If you are suffering from a high level of LDL or bad Cholesterol, you have to find ways on how to improve it. Lifestyle changes are necessary to improve not only your cholesterol level but your health as well. Our body responds differently, your the only one who can determine which change of lifestyle fits you. Changing Lifestyles is not easy, so focus on doing it. I suggest to take it one at a time to see for yourself which works better for you. All you need are discipline and determination to succeed in improving your Cholesterol level.


Photo by Trang Doan from Pexels

A diet constitutes mainly of fats that contribute to the elevation of good and bad Cholesterol. A few changes in your diet can reduce cholesterol level and improve your heart health:

A. Reduce intake of SATURATED FATS and eliminate TRANS FAT.

REDUCE from your diet

  • fatty cuts of beef, pork, and lamb.
  • dark chicken meat and poultry skin.
  • high-fat dairy foods (whole milk, butter, cheese, sour cream, ice cream)
  • tropical oils (coconut oil, palm oil, cocoa butter.

ELIMINATE from your diet

  • Crackers, cookies, cakes, frozen pies, and other baked goods
  • Snack foods (such as microwave popcorn)
  • Frozen pizza
  • Fast-food
  • Vegetable shortenings and some stick margarines
  • Coffee creamer
  • Refrigerated dough products
  • Ready-to-use frostings

The list of foods high in SATURATED FATS and TRANS FAT can go on and on but in the meantime, you have to focus first on the list that I presented.
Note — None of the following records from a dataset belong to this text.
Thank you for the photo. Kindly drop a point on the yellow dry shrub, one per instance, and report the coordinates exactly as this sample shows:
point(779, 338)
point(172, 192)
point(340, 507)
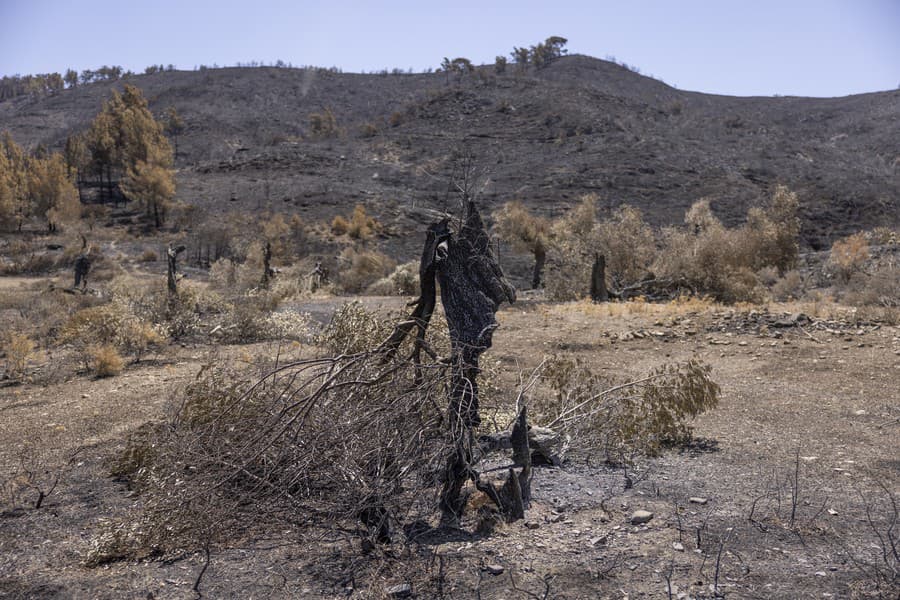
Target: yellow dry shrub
point(105, 360)
point(112, 325)
point(18, 348)
point(363, 268)
point(849, 255)
point(339, 225)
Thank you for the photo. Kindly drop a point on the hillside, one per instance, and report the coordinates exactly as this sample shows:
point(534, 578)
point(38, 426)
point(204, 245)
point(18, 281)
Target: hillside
point(545, 137)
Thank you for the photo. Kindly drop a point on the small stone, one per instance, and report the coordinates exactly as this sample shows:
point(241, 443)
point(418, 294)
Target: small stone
point(404, 590)
point(639, 517)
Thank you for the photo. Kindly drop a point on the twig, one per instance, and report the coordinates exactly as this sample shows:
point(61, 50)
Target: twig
point(196, 587)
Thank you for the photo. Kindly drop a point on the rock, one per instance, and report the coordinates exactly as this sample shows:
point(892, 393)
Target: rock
point(639, 517)
point(404, 590)
point(791, 320)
B. Eat food rich in OMEGA 3 FATTY ACIDS.

  • Soybeans (Roasted) Not many people know that this plant source is quite rich in Omega3 fats
  • Walnuts
  • Salmon
  • Canola Oil
  • Sardines
  • Chia Seeds
  • Mackerel
  • Flaxseeds

C. Increase intake of SOLUBLE FIBERS.

  • beans
  • peas
  • oats
  • barley
  • apples
  • citrus fruits


  • Almonds
  • Chicken Breast
  • Oats
  • Cottage Cheese
  • Greek Yogurt
  • Milk
  • Broccoli


Photo by RUN 4 FFWPU from Pexels

Exercise can improve cholesterol. Moderate physical activity can help raise high-density lipoprotein (HDL) cholesterol, the “good” cholesterol.  Increase your physical activity through walking, riding a bike, playing your favorite sport, hiking and other related activity. Taking enough rest and sleep will give you enough energy to do the task.


Photo by Mash Babkova from Pexels

Too much alcohol and smoking can lead to serious health problems, including high blood pressure, heart failure, and strokes. Drinking alcohol in moderation and quitting smoking can assist in improving your HDL “good” Cholesterol.






If there were little improvement in your cholesterol level after all the changes, its time to see you, doctor, to seek a recommended medication that will help lower your cholesterol, take it as prescribed while continuing your lifestyle changes.”